Poin pertama yang surat pernyataan yang dibacakan Ketua Komat Bachtiar Nasir adalah menolak pihak-pihak yang menghambat masuknya bantuan dari lembaga-lembaga kemanusiaan resmi dalam rangka pemulihan kondisi sosial dan ekonomi masyarakat di Tolikara.
"Karena kami ketahui saat ini ada pihak-pihak yang mencoba menghalangi penyaluran bantuan kepada umat Islam di Tolikara," kata Bachtiar, Kamis (23/7).
Kedua, kata Bachtiar, adalah meminta ormas dan elemen masyarakat secara bersama menyalurkan bantuannya secara terkoordinasi melalaui Badan Amil Zakat Nasional (Baznas) dan Lembaga Amil Zakat Nasional (Laznas) yang dikoordinasikan oleh Forum Organisasi Zakat (Foz), agar pemulihan dan pembangunan perekonomian di Tolikara berjalan dengan efektif.
Ketiga, adalah mendorong pihak keamanan memberikan jaminan keamanan dan ketenangan bagi masyarakat Muslim di Tolikara dalam melaksanakan kehidupan sehari-hari, pascainsiden penyerangan Shalat Idul Fitri.

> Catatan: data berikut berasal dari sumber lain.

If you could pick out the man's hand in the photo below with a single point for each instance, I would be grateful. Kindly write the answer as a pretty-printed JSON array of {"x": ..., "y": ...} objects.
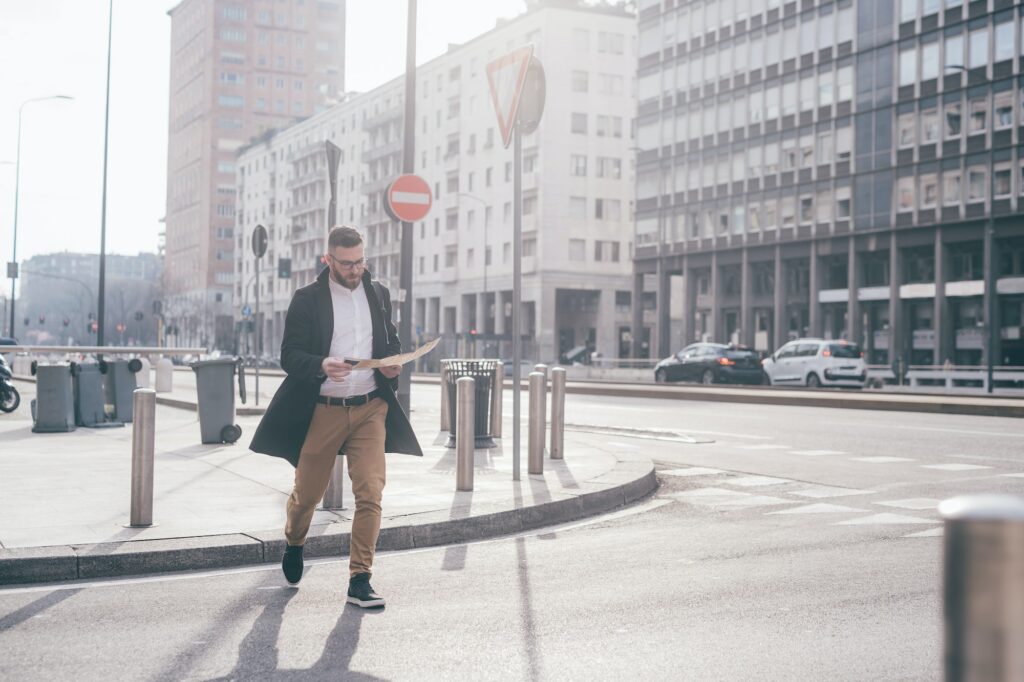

Keempat, Komat mendesak langkah hukum yang tegas, adil dan transparan terhadap aktor intelektual atau oknum-oknum yang terindikasi melakukan gerakan radikalisme, separatisme dan terorisme.
Kelima, Komat berharap agar masalah Tolikara dianggap sebagai masalah dalam negeri. Sebab mereka mengingatkan untuk mewaspadai adanya kepentingan asing atau pihak lain yang tidak bertanggung jawab terhadap kedaulatan NKRI.
"TNI dan Polri harus menindak unsur-unsur atau atribut yang mengarah pada keterlibatan pihak asing yang tidak bertanggung jawab," ujar Bachtiar.
Keenam, Komat mendorong semua pihak untuk mewujudkan kondisi damai dan toleransi di Tolikara. Dan terakhir adalah Komat mendukung Menteri Dalam Negeri untuk mencabut perda yang telah diakui oleh Bupati Tolikara tentang aturan pembatasan pembangunan rumah ibadah di Kabupaten Tolikara, karena bertentangan denga Undang-Undang Dasar dan tidak kondusif untuk toleransi dan kerukunan antar umat beragama khususnya di Tolikara.